# Accruals to Assets Ratio

## Definition

The term accruals to assets ratio refers to a measure that allows the investor-analyst to understand if the ratio of accruals to assets is changing over time. The accruals to assets ratio can detect if a company is changing an accounting practice to hide a solvency issue or bolster earnings.

### Calculation

Accruals to Assets Ratio = (∆ Working Capital - ∆ Cash - ∆ Depreciation) / ∆ Total Assets

Where:

• The change (∆) in working capital, cash and depreciation are measured in terms of the observed difference in these accounts occurring between two accounting periods.

### Explanation

Capital structure and solvency measures allow the investor-analyst to understand the company's ability to remain in business in the long term. This is usually assessed by examining the relationship between debt, equity and the proportions of different types of stock. Solvency is the ability to continue operating, which oftentimes depends on cash flow. One of the ways to understand the overall solvency position of a company is by calculating their accruals to assets ratio.

The accruals to assets ratio provides the investor-analyst with information in terms of the possibility a company has changed an accounting practice and they are making this change to improve the view of their financial results. The ratio needs to be examined over time to detect a change, and a sudden increase in a historical trend may indicate an attempt to cover up a financially-stressed business.

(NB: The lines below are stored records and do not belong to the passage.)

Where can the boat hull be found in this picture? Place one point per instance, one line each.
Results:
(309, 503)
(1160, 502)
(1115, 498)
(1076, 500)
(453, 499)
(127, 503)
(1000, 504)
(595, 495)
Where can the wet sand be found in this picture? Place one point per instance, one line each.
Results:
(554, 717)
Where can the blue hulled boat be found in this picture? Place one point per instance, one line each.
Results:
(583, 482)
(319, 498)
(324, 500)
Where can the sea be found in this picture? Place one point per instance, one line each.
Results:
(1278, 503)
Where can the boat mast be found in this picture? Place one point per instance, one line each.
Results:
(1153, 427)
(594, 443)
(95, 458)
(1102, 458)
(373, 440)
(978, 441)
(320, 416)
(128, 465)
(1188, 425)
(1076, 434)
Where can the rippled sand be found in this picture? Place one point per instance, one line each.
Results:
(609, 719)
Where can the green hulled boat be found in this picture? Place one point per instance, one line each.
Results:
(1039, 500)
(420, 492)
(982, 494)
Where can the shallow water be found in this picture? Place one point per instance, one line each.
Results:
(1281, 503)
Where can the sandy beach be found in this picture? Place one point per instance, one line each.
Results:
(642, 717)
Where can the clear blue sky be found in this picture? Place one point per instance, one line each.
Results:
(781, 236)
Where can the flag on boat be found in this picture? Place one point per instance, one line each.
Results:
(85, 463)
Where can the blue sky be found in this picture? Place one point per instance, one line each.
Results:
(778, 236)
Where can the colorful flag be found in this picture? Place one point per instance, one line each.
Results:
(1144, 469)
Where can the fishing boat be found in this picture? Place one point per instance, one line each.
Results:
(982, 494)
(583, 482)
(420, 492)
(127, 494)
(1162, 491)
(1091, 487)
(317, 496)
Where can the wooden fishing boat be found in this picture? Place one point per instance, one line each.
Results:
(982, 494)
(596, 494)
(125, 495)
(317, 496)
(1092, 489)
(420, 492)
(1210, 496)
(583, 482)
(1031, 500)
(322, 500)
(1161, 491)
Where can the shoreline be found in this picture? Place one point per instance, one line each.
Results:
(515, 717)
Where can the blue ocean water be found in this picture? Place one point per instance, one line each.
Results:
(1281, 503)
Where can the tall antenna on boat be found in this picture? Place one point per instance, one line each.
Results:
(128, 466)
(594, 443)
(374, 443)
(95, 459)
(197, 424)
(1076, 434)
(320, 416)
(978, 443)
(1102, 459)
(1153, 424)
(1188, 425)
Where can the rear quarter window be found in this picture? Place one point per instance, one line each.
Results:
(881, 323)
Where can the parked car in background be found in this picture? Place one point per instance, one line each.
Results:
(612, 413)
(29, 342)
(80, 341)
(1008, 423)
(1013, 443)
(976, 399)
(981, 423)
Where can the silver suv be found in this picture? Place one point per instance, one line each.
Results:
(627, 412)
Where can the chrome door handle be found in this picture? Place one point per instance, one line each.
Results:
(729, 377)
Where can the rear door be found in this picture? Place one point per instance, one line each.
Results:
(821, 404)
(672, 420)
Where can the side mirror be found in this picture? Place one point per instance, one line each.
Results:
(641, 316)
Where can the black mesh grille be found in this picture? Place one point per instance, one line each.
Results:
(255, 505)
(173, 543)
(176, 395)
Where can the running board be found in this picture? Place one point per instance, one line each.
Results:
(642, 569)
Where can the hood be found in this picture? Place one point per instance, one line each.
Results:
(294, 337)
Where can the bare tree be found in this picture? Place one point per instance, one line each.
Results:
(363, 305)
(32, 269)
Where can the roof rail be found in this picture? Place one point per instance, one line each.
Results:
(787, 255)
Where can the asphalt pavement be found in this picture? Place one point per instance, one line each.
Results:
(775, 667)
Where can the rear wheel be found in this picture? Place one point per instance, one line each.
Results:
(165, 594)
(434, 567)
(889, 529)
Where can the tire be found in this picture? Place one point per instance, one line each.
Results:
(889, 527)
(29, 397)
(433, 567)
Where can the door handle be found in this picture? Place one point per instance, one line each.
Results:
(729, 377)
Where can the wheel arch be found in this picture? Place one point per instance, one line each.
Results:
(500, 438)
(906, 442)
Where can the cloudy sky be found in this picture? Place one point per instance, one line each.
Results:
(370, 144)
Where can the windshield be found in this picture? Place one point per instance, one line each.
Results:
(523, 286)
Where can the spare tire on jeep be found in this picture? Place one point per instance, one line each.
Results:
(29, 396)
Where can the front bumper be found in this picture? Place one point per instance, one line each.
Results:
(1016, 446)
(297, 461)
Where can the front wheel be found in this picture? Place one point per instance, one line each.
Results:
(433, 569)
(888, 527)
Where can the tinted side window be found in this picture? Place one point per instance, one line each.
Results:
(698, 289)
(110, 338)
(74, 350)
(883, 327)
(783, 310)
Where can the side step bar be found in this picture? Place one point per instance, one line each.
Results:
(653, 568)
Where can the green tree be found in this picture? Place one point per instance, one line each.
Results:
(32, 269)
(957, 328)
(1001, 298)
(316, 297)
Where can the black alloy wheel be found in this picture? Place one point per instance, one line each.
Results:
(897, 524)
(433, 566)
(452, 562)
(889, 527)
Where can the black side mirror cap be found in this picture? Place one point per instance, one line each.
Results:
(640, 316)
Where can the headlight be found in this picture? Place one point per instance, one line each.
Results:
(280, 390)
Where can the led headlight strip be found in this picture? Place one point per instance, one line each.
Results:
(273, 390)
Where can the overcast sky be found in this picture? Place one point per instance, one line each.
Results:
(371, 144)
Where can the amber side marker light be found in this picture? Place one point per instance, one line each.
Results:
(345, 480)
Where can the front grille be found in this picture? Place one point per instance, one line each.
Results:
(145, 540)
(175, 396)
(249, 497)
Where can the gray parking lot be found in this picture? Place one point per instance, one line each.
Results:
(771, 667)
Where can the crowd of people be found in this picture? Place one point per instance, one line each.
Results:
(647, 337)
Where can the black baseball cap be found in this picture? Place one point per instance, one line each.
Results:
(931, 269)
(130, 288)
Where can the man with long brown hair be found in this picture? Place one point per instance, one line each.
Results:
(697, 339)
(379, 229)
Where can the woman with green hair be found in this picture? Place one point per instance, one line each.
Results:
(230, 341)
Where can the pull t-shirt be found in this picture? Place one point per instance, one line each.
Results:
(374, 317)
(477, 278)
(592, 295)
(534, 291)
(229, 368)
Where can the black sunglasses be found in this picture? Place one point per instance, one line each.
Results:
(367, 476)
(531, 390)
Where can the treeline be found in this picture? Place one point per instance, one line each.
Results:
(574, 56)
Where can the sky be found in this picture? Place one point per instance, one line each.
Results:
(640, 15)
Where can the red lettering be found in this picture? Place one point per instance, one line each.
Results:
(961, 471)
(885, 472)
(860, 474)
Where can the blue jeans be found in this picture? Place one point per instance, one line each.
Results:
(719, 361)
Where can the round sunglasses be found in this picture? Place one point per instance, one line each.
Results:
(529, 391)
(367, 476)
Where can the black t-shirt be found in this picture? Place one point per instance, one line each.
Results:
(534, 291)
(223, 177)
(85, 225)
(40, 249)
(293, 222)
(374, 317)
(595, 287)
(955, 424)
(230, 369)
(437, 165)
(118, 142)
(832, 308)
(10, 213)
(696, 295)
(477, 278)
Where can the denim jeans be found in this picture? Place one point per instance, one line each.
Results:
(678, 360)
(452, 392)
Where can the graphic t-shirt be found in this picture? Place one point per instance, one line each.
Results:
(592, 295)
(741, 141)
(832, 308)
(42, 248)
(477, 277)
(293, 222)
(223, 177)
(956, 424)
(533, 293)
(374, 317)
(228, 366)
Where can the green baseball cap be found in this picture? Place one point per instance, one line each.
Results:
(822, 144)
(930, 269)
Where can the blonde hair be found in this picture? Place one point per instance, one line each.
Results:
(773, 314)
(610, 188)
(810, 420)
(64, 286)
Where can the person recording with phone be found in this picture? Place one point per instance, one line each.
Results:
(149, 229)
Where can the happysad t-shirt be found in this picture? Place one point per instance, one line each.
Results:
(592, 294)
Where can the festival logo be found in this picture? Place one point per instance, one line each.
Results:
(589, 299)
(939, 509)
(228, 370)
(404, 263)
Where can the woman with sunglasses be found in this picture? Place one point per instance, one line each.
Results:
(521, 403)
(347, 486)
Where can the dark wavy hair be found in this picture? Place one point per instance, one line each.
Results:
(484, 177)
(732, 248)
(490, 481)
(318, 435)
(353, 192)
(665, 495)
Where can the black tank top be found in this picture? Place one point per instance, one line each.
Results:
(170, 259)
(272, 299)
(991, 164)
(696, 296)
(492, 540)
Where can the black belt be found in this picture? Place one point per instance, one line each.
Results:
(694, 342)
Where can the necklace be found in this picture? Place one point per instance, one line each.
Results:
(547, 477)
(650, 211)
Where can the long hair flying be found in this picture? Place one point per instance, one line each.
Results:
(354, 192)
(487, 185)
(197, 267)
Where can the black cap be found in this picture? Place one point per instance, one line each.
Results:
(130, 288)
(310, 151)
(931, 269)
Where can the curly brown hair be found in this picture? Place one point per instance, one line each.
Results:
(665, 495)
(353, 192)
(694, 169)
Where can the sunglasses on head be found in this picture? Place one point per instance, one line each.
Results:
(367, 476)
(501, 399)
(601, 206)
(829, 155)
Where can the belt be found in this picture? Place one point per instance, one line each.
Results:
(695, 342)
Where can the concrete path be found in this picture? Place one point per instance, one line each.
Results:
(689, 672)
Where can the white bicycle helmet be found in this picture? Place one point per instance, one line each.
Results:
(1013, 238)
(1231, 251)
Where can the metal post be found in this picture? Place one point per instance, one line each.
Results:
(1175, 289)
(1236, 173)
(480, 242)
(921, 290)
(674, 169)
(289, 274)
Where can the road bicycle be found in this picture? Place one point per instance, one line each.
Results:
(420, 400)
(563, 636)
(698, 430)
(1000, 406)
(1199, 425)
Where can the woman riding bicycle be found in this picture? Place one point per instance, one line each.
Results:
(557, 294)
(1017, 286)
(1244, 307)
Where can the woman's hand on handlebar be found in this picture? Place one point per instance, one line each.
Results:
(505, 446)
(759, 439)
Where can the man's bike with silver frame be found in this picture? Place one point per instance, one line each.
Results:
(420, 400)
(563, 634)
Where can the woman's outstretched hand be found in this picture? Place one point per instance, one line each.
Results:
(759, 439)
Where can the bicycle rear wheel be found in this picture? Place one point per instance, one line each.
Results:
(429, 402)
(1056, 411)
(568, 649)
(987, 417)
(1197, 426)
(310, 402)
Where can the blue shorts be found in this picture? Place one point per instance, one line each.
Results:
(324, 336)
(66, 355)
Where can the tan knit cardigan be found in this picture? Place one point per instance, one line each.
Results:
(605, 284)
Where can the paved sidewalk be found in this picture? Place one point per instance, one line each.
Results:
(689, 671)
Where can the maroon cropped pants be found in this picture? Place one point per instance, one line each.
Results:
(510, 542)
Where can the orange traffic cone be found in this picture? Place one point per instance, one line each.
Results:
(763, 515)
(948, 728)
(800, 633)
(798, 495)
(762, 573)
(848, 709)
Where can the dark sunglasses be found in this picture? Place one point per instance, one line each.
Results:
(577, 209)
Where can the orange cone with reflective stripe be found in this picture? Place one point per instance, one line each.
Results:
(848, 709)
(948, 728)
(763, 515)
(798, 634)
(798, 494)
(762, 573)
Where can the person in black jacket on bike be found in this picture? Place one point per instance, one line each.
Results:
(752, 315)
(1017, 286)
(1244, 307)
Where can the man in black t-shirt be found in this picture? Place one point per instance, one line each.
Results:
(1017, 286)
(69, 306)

The accrual to asset ratio assumes the proportions of assets appearing on the balance sheet should remain relatively stable. This is true if the nature of the company's business remains the same over time. However, this assumption is not always correct and the investor-analyst must be aware of this possibility before drawing conclusions.

### Example

The manager of a large mutual fund believes Company ABC has changed an accounting practice which is manifesting itself in higher profits. The manager would like to validate this hunch and asks his analytical team to calculate the company's accrual to asset ratio over time. The team gathered information for the last three years, which appears in the tables below:

 Year 1 Year 2 Change Working Capital \$13,495,385 \$15,876,923 \$2,381,538 Cash \$6,719,908 \$7,055,903 \$335,995 Depreciation \$3,062,500 \$3,125,000 \$62,500 Total Assets \$122,500,000 \$125,000,000 \$2,500,000

The accrual to asset ratio would be calculated as:

= (\$2,381,538 - \$335,995 - \$62,500) / \$2,500,000
= \$1,983,043 / \$2,500,000, or 79%

 Year 2 Year 3 Change Working Capital \$15,876,923 \$17,305,846 \$1,428,923 Cash \$7,055,903 \$7,126,462 \$70,559 Depreciation \$3,125,000 \$3,156,250 \$31,250 Total Assets \$125,000,000 \$126,375,000 \$1,375,000

For this second period, the accrual to asset ratio would be calculated as:

= (\$1,428,923 - \$70,559 - \$31,250) / \$1,375,000
= \$1,327,114 / \$1,375,000, or 97%

Given the sharp increase in the accrual to assets ratio, the fund manager decided to sell the shares of Company ABC's common stock held in his fund.